Quant au vocabulaire de M. de Bouhélier, il est d’une incomparable pauvreté. Ses épithètes sont veules, flasques, éculées. Le plus souvent de charmant, horrible, terrible, farouche. D’autres mots semblent le hanter ; il les place au hasard, sans souci du sens. Ainsi, pour M. de Bouhélier, tout paraît fumant. J’ai compté que dans son œuvre l’air, les étoiles, les ombres, la nuit, la mer, les arbres et même les fruits étaient fumants !
J’ai déjà cité deux vers où revenait le mot bloc. Continuons.

Que l’astre en bondissant s’éteigne et tourbillonne
Comme un bloc refroidi.

Imitant dans ce bloc tous les dieux.

Le bloc qui parait mort, il faut d’un œil avide
Le percer constamment.

O sculpteur, hors du bloc amassé grain à grain.

Comme deux blocs de feu nos destins étrangers.

Je veux te mutiler tel un bloc de paros.

Hors du bloc où dormaient tes splendeurs éternelles.
Mais le bloc où j’ai mis ta forme auguste est tel.

Les blocs sont travaillés d’un monstrueux effort.

Je développerai la rythmique paroi
Faite du bloc sacré que nul ne peut dissoudre.

Chants construits dans ces blocs en stances cadencées.

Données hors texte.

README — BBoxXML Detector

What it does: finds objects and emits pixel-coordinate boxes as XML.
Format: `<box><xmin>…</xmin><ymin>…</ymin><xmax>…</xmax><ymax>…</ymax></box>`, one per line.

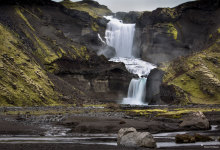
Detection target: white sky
<box><xmin>53</xmin><ymin>0</ymin><xmax>195</xmax><ymax>12</ymax></box>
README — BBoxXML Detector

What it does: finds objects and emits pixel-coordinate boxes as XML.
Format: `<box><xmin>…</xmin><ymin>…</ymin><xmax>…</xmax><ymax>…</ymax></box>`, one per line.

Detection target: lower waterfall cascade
<box><xmin>104</xmin><ymin>16</ymin><xmax>156</xmax><ymax>105</ymax></box>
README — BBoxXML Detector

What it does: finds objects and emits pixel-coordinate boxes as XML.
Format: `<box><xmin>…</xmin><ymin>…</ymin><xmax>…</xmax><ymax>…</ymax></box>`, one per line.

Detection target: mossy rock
<box><xmin>194</xmin><ymin>134</ymin><xmax>213</xmax><ymax>142</ymax></box>
<box><xmin>175</xmin><ymin>134</ymin><xmax>195</xmax><ymax>143</ymax></box>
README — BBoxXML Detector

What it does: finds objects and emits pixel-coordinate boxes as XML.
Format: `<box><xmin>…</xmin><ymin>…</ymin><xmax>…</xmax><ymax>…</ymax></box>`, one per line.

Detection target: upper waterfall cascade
<box><xmin>104</xmin><ymin>16</ymin><xmax>156</xmax><ymax>105</ymax></box>
<box><xmin>104</xmin><ymin>16</ymin><xmax>135</xmax><ymax>57</ymax></box>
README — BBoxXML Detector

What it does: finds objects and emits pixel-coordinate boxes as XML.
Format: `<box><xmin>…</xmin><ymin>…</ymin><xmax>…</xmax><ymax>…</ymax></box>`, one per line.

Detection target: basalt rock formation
<box><xmin>0</xmin><ymin>0</ymin><xmax>132</xmax><ymax>106</ymax></box>
<box><xmin>137</xmin><ymin>0</ymin><xmax>220</xmax><ymax>65</ymax></box>
<box><xmin>139</xmin><ymin>0</ymin><xmax>220</xmax><ymax>105</ymax></box>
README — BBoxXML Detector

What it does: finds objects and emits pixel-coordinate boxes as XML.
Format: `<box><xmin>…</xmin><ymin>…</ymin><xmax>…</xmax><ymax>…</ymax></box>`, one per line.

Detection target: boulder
<box><xmin>194</xmin><ymin>133</ymin><xmax>213</xmax><ymax>142</ymax></box>
<box><xmin>180</xmin><ymin>111</ymin><xmax>210</xmax><ymax>130</ymax></box>
<box><xmin>117</xmin><ymin>128</ymin><xmax>156</xmax><ymax>148</ymax></box>
<box><xmin>175</xmin><ymin>134</ymin><xmax>195</xmax><ymax>143</ymax></box>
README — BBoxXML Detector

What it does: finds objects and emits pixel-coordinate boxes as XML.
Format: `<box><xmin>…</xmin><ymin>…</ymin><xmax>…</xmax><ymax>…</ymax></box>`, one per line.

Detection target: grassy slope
<box><xmin>60</xmin><ymin>0</ymin><xmax>111</xmax><ymax>18</ymax></box>
<box><xmin>161</xmin><ymin>29</ymin><xmax>220</xmax><ymax>104</ymax></box>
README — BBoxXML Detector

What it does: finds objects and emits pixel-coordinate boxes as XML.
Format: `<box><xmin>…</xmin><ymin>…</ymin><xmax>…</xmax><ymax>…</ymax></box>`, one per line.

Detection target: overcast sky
<box><xmin>53</xmin><ymin>0</ymin><xmax>195</xmax><ymax>12</ymax></box>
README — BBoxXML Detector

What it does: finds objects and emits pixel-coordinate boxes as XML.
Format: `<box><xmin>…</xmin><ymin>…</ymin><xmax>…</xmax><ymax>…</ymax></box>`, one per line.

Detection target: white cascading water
<box><xmin>105</xmin><ymin>16</ymin><xmax>135</xmax><ymax>57</ymax></box>
<box><xmin>104</xmin><ymin>16</ymin><xmax>156</xmax><ymax>105</ymax></box>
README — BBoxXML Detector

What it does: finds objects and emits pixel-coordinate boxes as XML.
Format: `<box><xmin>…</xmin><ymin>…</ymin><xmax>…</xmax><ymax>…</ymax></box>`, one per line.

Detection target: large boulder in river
<box><xmin>117</xmin><ymin>128</ymin><xmax>156</xmax><ymax>148</ymax></box>
<box><xmin>180</xmin><ymin>111</ymin><xmax>210</xmax><ymax>130</ymax></box>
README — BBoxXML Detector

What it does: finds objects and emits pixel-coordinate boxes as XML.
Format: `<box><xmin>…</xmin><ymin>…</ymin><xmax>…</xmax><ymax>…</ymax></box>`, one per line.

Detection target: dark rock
<box><xmin>54</xmin><ymin>55</ymin><xmax>133</xmax><ymax>102</ymax></box>
<box><xmin>194</xmin><ymin>133</ymin><xmax>213</xmax><ymax>142</ymax></box>
<box><xmin>96</xmin><ymin>17</ymin><xmax>109</xmax><ymax>27</ymax></box>
<box><xmin>145</xmin><ymin>68</ymin><xmax>165</xmax><ymax>105</ymax></box>
<box><xmin>175</xmin><ymin>133</ymin><xmax>213</xmax><ymax>143</ymax></box>
<box><xmin>144</xmin><ymin>120</ymin><xmax>180</xmax><ymax>133</ymax></box>
<box><xmin>60</xmin><ymin>6</ymin><xmax>92</xmax><ymax>23</ymax></box>
<box><xmin>98</xmin><ymin>45</ymin><xmax>116</xmax><ymax>58</ymax></box>
<box><xmin>136</xmin><ymin>0</ymin><xmax>220</xmax><ymax>64</ymax></box>
<box><xmin>0</xmin><ymin>0</ymin><xmax>53</xmax><ymax>5</ymax></box>
<box><xmin>115</xmin><ymin>11</ymin><xmax>142</xmax><ymax>23</ymax></box>
<box><xmin>175</xmin><ymin>134</ymin><xmax>196</xmax><ymax>143</ymax></box>
<box><xmin>160</xmin><ymin>84</ymin><xmax>191</xmax><ymax>105</ymax></box>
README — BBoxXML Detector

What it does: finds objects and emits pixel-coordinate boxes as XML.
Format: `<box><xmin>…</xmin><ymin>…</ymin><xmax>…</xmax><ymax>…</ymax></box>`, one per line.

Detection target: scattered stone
<box><xmin>180</xmin><ymin>111</ymin><xmax>210</xmax><ymax>130</ymax></box>
<box><xmin>119</xmin><ymin>121</ymin><xmax>126</xmax><ymax>124</ymax></box>
<box><xmin>175</xmin><ymin>134</ymin><xmax>195</xmax><ymax>143</ymax></box>
<box><xmin>194</xmin><ymin>133</ymin><xmax>213</xmax><ymax>142</ymax></box>
<box><xmin>117</xmin><ymin>128</ymin><xmax>156</xmax><ymax>148</ymax></box>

Sous le bloc épaissi j'ai vu le diamant.


J’épargne au lecteur les résultat d’un travail identique auquel je me suis livré sur d’autres mots. Il me faudrait d’ailleurs deux pages de cette revue pour relever les vers où reviennent les mots foudre et tonnerre. M. de Bouhélier est le Jupiter tonnant de la poésie. Il tonne à chaque page. Mais il ne s’étonne jamais. Il va jusqu’à écrire ce vers :

Dans la tranquille maison aux murailles qui tonnent.

Que serait donc une maison peu tranquille, au sens de M. de Bouhélier ?
On pourrait croire que je m’acharne sur M. de Bouhélier. Au contraire, je l’épargne. Je pourrais citer des vers ridicules par douzaines. Je m’en abstiens. Qu’un exemple me suddise, car si je me tais, on m’accusera d’insinuer sans prouver. Ecoutez M. de Bouhélier s’adresser ce petit discours :

Tu trembles tout entier du désir qui te prend
Comme si tu portais une goutte de sang
De lion dans les veines.

Plus loin le viscère du poète charrie le sang d’un autre animal :

Car mon sang est chargé d’un sang noir de taureau.

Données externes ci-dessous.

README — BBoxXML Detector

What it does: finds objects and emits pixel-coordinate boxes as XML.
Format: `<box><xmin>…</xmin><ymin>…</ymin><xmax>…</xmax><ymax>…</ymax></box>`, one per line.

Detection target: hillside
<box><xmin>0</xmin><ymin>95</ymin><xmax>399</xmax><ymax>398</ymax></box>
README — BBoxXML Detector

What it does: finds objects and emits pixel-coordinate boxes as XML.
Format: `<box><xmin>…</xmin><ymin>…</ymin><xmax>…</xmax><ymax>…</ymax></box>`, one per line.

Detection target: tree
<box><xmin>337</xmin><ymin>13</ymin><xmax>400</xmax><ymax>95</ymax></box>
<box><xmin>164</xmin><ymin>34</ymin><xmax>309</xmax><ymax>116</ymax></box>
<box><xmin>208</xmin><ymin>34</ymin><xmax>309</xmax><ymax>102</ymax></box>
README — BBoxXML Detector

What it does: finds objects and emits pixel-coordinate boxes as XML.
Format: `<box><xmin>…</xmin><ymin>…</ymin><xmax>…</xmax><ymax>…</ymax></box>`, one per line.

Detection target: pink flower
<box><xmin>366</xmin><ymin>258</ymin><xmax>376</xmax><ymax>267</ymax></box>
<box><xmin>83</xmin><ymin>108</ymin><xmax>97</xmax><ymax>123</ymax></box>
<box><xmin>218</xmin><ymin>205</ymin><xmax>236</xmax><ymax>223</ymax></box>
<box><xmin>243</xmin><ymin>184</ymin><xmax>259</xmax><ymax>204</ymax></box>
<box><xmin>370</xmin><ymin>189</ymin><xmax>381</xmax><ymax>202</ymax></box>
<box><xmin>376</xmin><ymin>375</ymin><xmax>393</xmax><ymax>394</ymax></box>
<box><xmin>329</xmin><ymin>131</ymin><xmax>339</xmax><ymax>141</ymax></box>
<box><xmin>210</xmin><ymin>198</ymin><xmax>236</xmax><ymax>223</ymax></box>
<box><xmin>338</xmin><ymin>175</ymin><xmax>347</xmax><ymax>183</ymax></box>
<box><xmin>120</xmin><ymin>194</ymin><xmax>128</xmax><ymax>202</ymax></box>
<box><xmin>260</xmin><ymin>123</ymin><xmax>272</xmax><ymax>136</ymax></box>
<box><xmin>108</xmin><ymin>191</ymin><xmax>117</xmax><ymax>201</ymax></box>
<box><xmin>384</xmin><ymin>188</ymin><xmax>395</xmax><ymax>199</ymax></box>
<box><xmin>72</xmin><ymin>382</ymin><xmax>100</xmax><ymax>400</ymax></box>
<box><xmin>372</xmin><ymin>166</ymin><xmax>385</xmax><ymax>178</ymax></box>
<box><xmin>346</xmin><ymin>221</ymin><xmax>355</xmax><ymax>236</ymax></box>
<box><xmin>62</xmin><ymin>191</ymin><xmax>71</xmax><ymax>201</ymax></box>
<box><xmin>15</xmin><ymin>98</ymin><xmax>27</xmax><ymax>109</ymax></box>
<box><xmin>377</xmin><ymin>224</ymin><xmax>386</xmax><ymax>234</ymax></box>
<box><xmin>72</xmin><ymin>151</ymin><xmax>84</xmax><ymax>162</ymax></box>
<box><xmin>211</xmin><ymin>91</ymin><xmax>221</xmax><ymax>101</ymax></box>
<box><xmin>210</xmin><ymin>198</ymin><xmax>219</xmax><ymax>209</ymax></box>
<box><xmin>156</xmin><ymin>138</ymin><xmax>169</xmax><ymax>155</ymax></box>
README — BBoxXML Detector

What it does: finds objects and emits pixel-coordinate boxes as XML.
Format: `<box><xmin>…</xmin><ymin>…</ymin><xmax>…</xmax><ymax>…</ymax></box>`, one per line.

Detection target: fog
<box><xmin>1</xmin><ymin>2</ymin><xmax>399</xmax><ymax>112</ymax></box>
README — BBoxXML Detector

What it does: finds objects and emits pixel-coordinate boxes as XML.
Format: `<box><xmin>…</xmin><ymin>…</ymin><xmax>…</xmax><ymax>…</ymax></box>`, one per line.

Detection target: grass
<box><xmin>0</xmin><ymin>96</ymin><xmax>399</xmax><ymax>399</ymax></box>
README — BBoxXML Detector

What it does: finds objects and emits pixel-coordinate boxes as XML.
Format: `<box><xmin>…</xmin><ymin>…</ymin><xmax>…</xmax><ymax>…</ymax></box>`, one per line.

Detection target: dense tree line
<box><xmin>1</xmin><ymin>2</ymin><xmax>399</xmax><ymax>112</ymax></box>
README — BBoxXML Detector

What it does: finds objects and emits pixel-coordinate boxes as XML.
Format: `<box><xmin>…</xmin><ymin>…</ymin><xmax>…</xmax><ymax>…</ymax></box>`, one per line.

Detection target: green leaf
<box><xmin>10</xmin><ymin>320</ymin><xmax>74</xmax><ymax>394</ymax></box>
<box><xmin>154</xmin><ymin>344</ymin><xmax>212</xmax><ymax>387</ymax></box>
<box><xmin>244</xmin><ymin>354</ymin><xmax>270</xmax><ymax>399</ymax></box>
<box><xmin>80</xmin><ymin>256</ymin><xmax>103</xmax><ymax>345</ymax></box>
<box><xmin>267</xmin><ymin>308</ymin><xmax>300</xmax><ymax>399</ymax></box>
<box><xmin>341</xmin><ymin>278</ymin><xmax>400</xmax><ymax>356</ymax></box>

Je cite enfin cette courte pièce, que je recommande de réciter avec la voix d’Ubu.

Cri d’amour

Amassez, amassez des voiles sur vos seins,
Sur vos hanches et sur vos bras aux fiers dessins,
Sur tout votre être enfin ! Car vous êtes trop belle !
Car je vous aimerais d’une ardeur éternelle !
Car je ne saurais plus que tourner mes regards
Vers vous, émerveillé et les esprits hagards !


J’ai achevé ma désagréable tâche de dire du mal d’un jeune confrère, que sa suffisance seule expose à l’attaque. Car enfin, quand M. de Bouhélier laisse affirmer que l’évolution de la littérature française aboutit à sa personne (1), il est désagréable de passer pour un imbécile en se prêtant à son jeu par le silence ; et lorsqu’un de ses deux disciples prétend que c’est sous son influence que nous avons écrit nos derniers livres, il est urgent de se défendre et de remettre à sa place un si encombrant personnage.
D’ailleurs j’essaie d’être juste. J’étonnerai M. de Bouhélier en lui disant que son plus cruel critique, ce n’est pas moi, c’est lui-même. C’est à lui-même que je l’ai comparé quand je l’ai trouvé en défaut. Et ce m’est un grand plaisir de citer quelques pièces qui valent par leur forme autant que par leur sentiment, et qui sont dignes du grand poète auquel sont dédiés Les Chants de la Vie ardente, M. Léon Dierx.

Paysage

Dans l’herbe étincelante elles se sont assises,
Formant un calme groupe au milieu du gazon.
Et le jour par degrés peu à peu vaporise
Leur aspect, la prairie et le vague horizon.
Elles vont disparaître et l’air les décolore,
Et leurs voiles pâlis palpitent dans le vent…
Elles se lèveront pour danser dans l’aurore,
Tandis que vole au loin la planète d’argent.

Tristesse

Hélas ! que j’ai de peine
Et de misère aussi !
Ma poitrine en est pleine,
Et nul n’en a souci.

Sans regret et sans haine
Cependant me voici,
Je crie à perdre haleine
Et d’ennui suis transi.

Qui me rendra l’aurore,
Et le ciel du matin,
Et sa douceur encore ?

Quand reviendront vos grâces,
Instants, instants éteints
Dont je cherche les traces ?


Retour en arrière

Le petit parc autour de l’antique maison,
L’herbe humide, et l’odeur du buis, le liseron
Dont le feuillage étroit tapisse encor les tuiles,
Les bosquets vaporeux, le gazon, les charmilles,
Et dans ce calme endroit les saisons tour à tour.
Le printemps teint de fleurs, l’été chargé de jour,
Le triste automne avec sa plainte désolée,
Et l’hiver à la fin ravageant la vallée :
O pays ! O tristesse ! O passé ! temps qui fuit !
Ce sont vos souvenirs que traîne mon ennui !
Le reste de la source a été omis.